Ontario introduces new anti-human-trafficking bill

Efforts to build upon province’s $307 million anti-human-trafficking strategy

Ontario introduces new anti-human-trafficking bill

Ontario has introduced the Combatting Human Trafficking Act, the Anti-Human Trafficking Strategy Act, 2021 and the Accommodation Sector Registration of Guests Act, 2021 as a part of its commitment to address the pervasive crime of human trafficking.

“This tough new legislation builds on our Anti-Human Trafficking Strategy we introduced nearly a year ago, giving law enforcement additional tools to help prevent and deter human trafficking,” said Premier Doug Ford in the news release.

The new laws, as well as proposed amendments to the Child, Youth and Family Services Act, 2017 and the Prevention of and Remedies for Human Trafficking Act, 2017, seek to more effectively safeguard victims, to assist survivors and to increase the resources for putting a stop to traffickers, said a news release dated Feb. 22 from the Office of the Premier.
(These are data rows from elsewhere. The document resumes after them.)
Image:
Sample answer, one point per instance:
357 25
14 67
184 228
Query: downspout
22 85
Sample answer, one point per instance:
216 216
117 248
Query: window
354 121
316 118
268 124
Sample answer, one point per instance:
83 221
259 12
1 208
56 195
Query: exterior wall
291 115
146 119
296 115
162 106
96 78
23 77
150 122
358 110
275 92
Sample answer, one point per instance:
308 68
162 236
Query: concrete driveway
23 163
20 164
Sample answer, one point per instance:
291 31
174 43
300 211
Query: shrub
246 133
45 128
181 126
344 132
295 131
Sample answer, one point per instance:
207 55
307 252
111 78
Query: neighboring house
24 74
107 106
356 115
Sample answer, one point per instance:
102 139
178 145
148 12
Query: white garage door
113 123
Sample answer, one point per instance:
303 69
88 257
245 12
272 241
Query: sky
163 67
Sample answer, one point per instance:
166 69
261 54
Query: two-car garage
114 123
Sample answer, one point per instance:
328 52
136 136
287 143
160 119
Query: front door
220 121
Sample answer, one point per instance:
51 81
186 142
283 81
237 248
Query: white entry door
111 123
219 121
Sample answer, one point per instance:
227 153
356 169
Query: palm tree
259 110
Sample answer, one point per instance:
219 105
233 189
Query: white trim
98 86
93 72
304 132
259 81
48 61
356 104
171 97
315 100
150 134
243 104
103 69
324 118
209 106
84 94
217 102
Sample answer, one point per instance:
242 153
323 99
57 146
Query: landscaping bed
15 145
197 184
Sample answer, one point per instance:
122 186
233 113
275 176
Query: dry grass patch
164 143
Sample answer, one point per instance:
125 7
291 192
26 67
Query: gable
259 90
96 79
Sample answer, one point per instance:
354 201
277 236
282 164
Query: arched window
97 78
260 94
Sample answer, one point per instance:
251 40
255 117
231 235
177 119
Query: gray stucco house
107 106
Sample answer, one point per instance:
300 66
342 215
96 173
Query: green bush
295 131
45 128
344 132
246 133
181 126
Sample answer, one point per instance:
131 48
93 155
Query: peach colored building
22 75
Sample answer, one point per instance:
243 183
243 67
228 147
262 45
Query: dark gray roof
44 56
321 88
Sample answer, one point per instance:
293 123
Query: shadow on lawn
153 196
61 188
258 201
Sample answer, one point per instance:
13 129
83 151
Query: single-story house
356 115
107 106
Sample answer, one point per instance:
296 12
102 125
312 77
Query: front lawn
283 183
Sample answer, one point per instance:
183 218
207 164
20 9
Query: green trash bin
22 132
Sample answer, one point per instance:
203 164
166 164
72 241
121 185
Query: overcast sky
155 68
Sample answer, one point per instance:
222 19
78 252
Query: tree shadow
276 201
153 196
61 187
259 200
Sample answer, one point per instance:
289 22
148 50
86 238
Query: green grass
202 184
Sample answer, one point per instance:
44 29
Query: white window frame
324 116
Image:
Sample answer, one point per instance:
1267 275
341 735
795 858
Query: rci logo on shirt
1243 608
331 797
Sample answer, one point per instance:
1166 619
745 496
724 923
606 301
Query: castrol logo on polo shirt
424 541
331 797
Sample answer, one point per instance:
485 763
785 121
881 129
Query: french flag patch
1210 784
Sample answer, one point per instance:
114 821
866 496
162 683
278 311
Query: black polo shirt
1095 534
“These legislative changes, if passed, will reinforce the strategy’s key objectives of supporting survivors, protecting children and youth, raising awareness among parents and community partners as well as dismantling criminal networks,” said Sylvia Jones, Ontario’s solicitor general.

More specifically, the proposed changes aim to advance Ontario’s long-term response to the crime, to stress that Ontarians should do their part in fighting against the crime, to assist children’s aid societies and law enforcement in supporting exploited children, to help Indigenous and other survivors and those who support them in applying for restraining orders against offenders and to enhance the collection of non-personal data from relevant entities such as taxi and ridesharing businesses and hotels for an improved understanding of the effects of the human trafficking strategy.

If passed, the changes will also equip law enforcement with the tools needed to find victims and to charge traffickers through raising the penalties for traffickers interfering with a child in the care of a children’s aid society, through specifying how and when police can access certain information for the identification and location of victims and through obligating businesses advertising sexual services to provide a contact who will support suspected human trafficking investigations.

“Our government continues to support the work of police and prosecutors to target the criminal networks that prey on and profit from young and vulnerable people in our communities,” said Doug Downey, Ontario’s attorney general.

The Anti-Human Trafficking Strategy Act, if passed, will require Ontario to regularly review and update its strategy to combat the crime, will establish regulation-making authority to impose certain obligations on persons or entities coming into contact with human trafficking victims and survivors and will allow for the imposition of fines for those breaching regulatory requirements.

The proposed Accommodation Sector Registration of Guests Act, which may replace the Hotel Registration of Guests Act, aims to improve the collection of information in hotel guest registries for the better deterrence of human trafficking and to significantly increase fines for failure to keep a guest register and other violations.